Dear Children’s Book Committee,
Since hearing the news of the Josette Frank Award from the Center for Children’s Literature of Bank Street College, I’ve been going through the lists of past winners, sort of reveling in the memories of past winners that I read as a kiddo. These include books like:
- The Big Wave
- Judy’s Journey
- The Moved-Outers (which I’ve also written about in an academic text),
- The Devil In Vienna
- A Taste of Blackberries (the first book to make me cry),
- and A Sound of Chariots.
This list also includes the amazing Crow Boy, probably my favorite picture book of all time, written by one of our first graphic novelists. You can tell what academic book I’m working on right now! And then, I came to books that I’ve taught in my children’s literature classes:
- Shades of Gray (which led me to invite Reeder to campus),
- Rabble Starkey (which led me to invite Lowry to campus),
- Journey to Jo’burg
- The Sign of the Beaver (which led me to read all five of her novels–including the virtually unknown The Prospering),
- Homesick (which made two adult students who had been MKs weep in class),
- My Louisiana Sky
- Clementine
- Home of the Brave (read in one sitting at an airport),
- After Tupac and D Foster
- Blue Skin of the Sea (which led me to invite Salisbury to campus),
- Because of Winn-Dixie
- Watsons Go to Birmingham-1963 (which led me to invite Chris to campus),
- Brown Girl Dreaming
- Wonder
- The War That Saved My Life –and so many more.
You can’t believe how wonderful it is to think of my own The Labors of Hercules Beal joining this stunning list.

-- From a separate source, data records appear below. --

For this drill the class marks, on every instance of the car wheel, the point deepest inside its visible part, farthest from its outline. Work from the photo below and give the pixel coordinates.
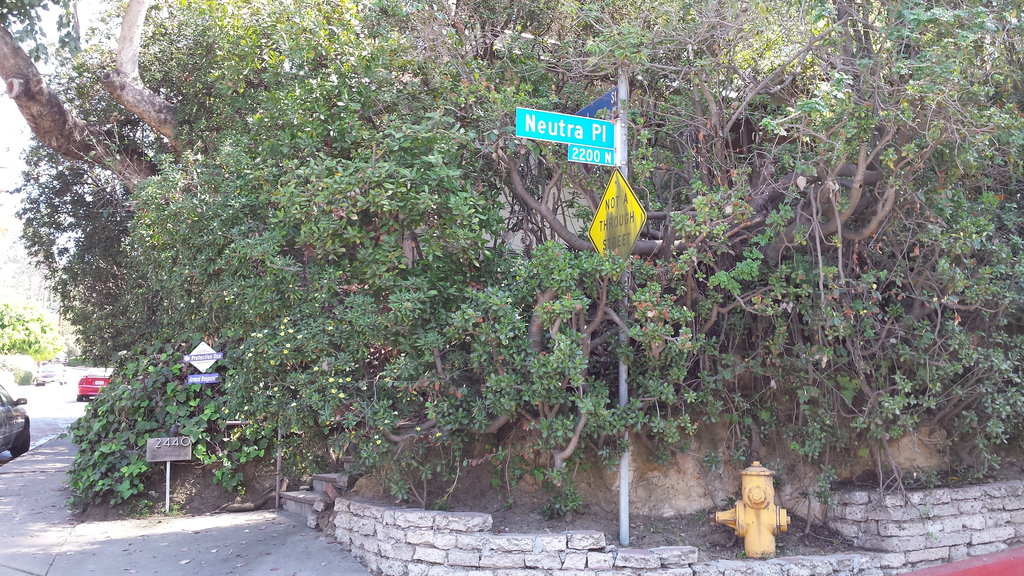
(22, 442)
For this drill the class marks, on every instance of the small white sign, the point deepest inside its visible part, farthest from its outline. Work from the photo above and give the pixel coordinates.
(203, 357)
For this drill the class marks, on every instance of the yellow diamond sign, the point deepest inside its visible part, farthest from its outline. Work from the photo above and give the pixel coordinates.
(619, 219)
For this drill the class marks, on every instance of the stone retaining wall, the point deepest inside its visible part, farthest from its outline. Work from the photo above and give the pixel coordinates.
(412, 542)
(933, 526)
(907, 531)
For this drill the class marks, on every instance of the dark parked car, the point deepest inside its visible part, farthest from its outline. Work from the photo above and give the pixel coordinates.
(14, 435)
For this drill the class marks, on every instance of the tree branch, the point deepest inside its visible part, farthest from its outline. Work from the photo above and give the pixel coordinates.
(57, 128)
(125, 85)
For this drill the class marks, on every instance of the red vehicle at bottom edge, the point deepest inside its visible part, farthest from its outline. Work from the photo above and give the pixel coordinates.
(91, 384)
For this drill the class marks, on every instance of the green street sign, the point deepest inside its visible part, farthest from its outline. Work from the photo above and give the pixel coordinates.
(564, 128)
(591, 155)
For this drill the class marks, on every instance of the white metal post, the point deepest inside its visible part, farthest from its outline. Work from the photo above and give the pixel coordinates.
(622, 158)
(167, 488)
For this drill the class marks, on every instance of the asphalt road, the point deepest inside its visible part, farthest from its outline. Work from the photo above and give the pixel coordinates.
(51, 408)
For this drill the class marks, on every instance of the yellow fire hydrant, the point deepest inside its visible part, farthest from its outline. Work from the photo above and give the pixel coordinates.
(756, 519)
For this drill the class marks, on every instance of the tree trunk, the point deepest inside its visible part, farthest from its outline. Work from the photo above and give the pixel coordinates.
(55, 126)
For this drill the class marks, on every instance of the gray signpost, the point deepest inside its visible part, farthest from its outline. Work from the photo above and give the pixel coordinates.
(168, 450)
(603, 142)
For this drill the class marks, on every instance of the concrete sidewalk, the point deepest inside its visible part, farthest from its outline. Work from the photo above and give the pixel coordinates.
(38, 535)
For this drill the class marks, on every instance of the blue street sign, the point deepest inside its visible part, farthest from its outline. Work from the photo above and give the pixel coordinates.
(203, 357)
(204, 378)
(564, 128)
(591, 155)
(605, 103)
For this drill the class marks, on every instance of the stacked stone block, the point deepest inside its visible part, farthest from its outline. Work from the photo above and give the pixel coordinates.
(412, 542)
(928, 527)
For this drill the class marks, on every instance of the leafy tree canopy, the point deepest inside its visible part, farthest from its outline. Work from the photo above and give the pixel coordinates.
(832, 258)
(25, 329)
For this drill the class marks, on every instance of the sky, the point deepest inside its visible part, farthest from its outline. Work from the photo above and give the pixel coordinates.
(14, 133)
(17, 281)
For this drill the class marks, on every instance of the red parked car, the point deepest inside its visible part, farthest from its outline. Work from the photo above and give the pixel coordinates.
(90, 385)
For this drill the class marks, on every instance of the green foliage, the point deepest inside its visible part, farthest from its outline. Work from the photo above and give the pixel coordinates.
(833, 257)
(25, 329)
(147, 397)
(24, 19)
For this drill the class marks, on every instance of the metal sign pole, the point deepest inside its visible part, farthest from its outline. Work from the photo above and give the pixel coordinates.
(622, 157)
(167, 488)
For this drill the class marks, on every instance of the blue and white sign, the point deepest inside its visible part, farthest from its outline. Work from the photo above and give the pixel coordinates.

How could I have imagined this when I first read The Big Wave in second grade, from one of those cheap Scholastic reprints, with the first page missing. (I still remember being frustrated by that missing page.)
Reading through your past lists is like reading a history of my own reading life–though I do have to admit that reading last year about Augusta Savage jolted me, since I had hoped to write a picture book about her The Harp sculpture, and now that this book has come out–well, once Marilyn Nelson has written about something, there’s no reason to try to take up the same project! You’re never going to write something as good.
If it can be said that awards such as the Josette Frank award fight for children, then Bank Street has, for many years, fought valiantly for children. You’ve held high standards of artistic excellence AND encouraged writers and illustrators who want to talk about the world that real children inhabit, even if it’s a pretty broken world that fills those pages. Just listing those titles suggests how the award has honored books that are honest accounts, that point to a world that doesn’t always value children and their experience, a world that often wars against them. But these books assert that in that world are children whose lives are mighty and lovely, and that their immediate experience is not always to be determined by the brokenness children find around them every single day. What could possibly be more important in today’s literature than a book that a child could pick up, read, and come away saying, “I can grow too”?
To be part of this collection is . . . well, everything. In some ways it seems to bring me full circle; in other ways it is a huge encouragement to go on. So, thank you for your work, and now for this award, which I accept with heartfelt thanks.